As a philanthropic advisor, I’ve had the good fortune to be involved in a committed effort to fund cost-effective poverty alleviation. In this post I’d like to share one aspect of the learning journey, which I hope will be valuable to others pushing for progress on poverty and other challenging social outcomes. It also illustrates how we make investment decisions at The Agency Fund.
There was a time when the most common pitch to poverty funders went something like this: Hundreds of millions of impoverished entrepreneurs in the world are credit constrained – commercial banks won’t lend them money. But they have attractive investment opportunities at their disposal (multiplying goats! emerging markets!). If somebody only took a chance on them, they could generate income and return the funds with interest. And a nonprofit lender who recycles these funds can get a flywheel going that keeps on giving until poverty is eradicated for good.
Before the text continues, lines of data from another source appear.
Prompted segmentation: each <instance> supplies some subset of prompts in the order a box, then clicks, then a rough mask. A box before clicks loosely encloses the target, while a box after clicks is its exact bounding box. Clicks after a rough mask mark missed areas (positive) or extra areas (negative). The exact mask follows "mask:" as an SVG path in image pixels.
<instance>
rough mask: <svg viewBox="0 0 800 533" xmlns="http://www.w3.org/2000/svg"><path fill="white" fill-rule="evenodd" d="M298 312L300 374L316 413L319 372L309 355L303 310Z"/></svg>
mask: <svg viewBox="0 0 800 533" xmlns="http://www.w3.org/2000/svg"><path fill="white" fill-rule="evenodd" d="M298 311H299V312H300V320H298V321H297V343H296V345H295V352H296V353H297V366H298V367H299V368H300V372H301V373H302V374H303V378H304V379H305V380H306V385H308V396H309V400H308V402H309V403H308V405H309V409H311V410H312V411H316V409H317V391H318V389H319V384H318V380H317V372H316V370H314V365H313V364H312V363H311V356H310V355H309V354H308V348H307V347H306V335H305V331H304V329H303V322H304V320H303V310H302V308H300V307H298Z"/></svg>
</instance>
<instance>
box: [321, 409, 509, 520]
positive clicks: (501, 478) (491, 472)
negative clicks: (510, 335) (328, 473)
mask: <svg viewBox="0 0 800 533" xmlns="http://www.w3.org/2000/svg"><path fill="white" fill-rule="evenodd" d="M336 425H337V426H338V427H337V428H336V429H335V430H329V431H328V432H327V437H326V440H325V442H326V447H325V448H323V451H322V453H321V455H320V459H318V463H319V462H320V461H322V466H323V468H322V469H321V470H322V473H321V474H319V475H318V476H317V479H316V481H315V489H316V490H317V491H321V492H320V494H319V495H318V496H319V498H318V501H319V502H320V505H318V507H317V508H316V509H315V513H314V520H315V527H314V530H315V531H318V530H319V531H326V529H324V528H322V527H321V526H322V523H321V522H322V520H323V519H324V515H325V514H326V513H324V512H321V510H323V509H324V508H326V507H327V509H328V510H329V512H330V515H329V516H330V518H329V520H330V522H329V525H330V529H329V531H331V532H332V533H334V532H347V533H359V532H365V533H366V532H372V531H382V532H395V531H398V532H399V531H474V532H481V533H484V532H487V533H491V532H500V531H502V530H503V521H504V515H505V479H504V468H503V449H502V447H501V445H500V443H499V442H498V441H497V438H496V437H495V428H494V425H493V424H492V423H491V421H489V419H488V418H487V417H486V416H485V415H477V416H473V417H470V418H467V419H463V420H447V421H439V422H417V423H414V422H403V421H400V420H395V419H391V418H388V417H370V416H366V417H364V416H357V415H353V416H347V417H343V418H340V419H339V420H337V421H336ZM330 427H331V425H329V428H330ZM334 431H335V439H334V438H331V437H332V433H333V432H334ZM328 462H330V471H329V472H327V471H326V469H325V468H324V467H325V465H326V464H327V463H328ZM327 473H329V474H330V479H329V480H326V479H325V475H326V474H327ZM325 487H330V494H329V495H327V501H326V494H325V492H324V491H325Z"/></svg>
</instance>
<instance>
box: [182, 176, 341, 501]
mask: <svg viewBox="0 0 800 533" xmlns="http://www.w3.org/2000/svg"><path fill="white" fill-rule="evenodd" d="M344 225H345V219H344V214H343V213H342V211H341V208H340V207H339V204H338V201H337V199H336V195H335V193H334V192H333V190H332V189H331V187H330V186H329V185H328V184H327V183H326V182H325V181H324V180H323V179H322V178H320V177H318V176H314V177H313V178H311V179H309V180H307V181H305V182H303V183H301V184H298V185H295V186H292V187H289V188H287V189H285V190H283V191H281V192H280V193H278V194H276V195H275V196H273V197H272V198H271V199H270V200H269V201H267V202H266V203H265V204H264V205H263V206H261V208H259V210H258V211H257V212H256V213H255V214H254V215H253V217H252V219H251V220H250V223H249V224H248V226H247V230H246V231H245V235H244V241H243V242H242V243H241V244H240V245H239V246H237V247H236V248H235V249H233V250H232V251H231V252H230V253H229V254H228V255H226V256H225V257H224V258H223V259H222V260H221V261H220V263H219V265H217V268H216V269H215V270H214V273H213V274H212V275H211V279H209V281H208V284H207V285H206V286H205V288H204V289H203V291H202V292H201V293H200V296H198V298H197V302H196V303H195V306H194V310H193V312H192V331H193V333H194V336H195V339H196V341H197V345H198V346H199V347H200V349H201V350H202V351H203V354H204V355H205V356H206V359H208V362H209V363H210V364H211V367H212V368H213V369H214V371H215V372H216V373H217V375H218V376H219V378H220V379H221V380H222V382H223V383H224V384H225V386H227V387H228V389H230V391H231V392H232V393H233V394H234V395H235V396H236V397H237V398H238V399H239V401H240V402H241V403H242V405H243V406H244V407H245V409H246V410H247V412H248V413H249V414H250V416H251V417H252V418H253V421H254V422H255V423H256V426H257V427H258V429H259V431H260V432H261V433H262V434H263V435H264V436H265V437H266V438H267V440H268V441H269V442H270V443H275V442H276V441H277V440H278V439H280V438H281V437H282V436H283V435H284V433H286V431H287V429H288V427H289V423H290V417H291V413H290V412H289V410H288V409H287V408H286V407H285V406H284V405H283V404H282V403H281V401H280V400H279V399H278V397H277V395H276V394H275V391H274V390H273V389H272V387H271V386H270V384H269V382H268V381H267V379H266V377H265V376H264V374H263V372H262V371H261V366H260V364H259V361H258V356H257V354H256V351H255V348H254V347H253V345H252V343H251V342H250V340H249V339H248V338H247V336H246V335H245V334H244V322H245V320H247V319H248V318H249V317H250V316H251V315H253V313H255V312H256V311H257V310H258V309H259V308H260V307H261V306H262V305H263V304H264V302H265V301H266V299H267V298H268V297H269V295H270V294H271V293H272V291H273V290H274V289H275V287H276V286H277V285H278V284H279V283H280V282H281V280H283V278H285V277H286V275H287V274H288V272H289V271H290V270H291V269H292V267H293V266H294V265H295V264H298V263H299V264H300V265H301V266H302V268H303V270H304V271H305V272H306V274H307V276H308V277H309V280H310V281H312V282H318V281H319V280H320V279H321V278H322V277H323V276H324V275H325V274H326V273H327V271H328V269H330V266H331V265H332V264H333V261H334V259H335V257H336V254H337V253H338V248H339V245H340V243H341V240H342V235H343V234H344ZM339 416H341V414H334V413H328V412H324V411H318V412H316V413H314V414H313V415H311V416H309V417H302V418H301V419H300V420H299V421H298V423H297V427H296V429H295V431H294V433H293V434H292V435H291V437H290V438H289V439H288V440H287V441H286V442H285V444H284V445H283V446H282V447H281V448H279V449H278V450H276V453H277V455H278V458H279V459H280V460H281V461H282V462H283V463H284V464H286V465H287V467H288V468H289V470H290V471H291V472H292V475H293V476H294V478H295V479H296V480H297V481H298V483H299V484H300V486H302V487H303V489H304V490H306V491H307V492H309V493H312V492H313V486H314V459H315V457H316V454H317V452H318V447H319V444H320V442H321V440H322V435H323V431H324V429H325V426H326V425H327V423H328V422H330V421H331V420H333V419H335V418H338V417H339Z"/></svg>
This was a compelling story for donors who had capital and wanted to reduce poverty; many (my clients included) invested liberally in microcredit nonprofits.
Over time, questions emerged. Which grantees were accomplishing what in the way of poverty reduction? What returns did their borrowers achieve on their investments, and how did that compare to the interest rates on their loans? To which organizations should we allocate funding to maximize poverty reduction, and to whom should these organizations allocate loans? To answer these questions, my clients started to shift about half of their microcredit contributions toward learning and evaluation.
As evidence accumulated, the results were sobering. Most borrowers did not appear to channel their loans into profitable investments. In fact, the average amount of poverty reduction was indistinguishable from zero. Although this was certainly disappointing, we as a field did learn from these experiences. My clients expanded their poverty grantmaking beyond microcredit, and a few grantees tried to micro-target their lending to users who were more likely to benefit.
Then something interesting happened with the evaluation findings: they contributed to a broader body of evidence that seemed to “change the narrative,” well beyond the grantees and us. The false promise of a silver bullet evaporated; meanwhile, a productive field of research emerged to better understand who can make good use of which types of loans, and under what conditions. The capital allocations of third parties, including major development organizations, started to shift, sometimes with explicit reference to evidence. Buoyed by this, we continued to invest in research and policy translation (ultimately, well beyond microcredit).
After the fact, the “return on investment” seems to have come mainly from the public goods nature of the research. But this was not foreseeable at the outset – or was it? Well, while we didn’t foresee the research results, we could have been more clear-eyed about three “potential” sources of value:
🐐 Direct value: The impact of expanding the scale of a program.
📚 Learning value: The value of (yet-undiscovered) insights that may improve the capital allocation of the implementer and/or donor in the future.
📣 Leveraged value: The potential to help improve the capital allocation of major third parties.
In retrospect, rather than meandering with a limited aperture from programming to evaluation to research, we would have been well advised to deliberately account for all potential sources of value at the outset, and then maximize them jointly. It is possible to seek impacts right away, while simultaneously using rigorous evaluation protocols to learn about potential adjustments, and trying to anticipate which lessons might prove useful to third parties down the road.
Today, when we appraise a potential investment at The Agency Fund, we consider direct value, learning value, as well as leveraged value. Some of our most compelling grantees also focus on all three: they perform an intervention to have direct impact, they learn how to become even more impactful in the future, and they aspire to maximize the value of these insights beyond their own programming. These three factors directly map to our goal of promoting an ecosystem of players that have an implementation muscle, a learning muscle, and a policy lever.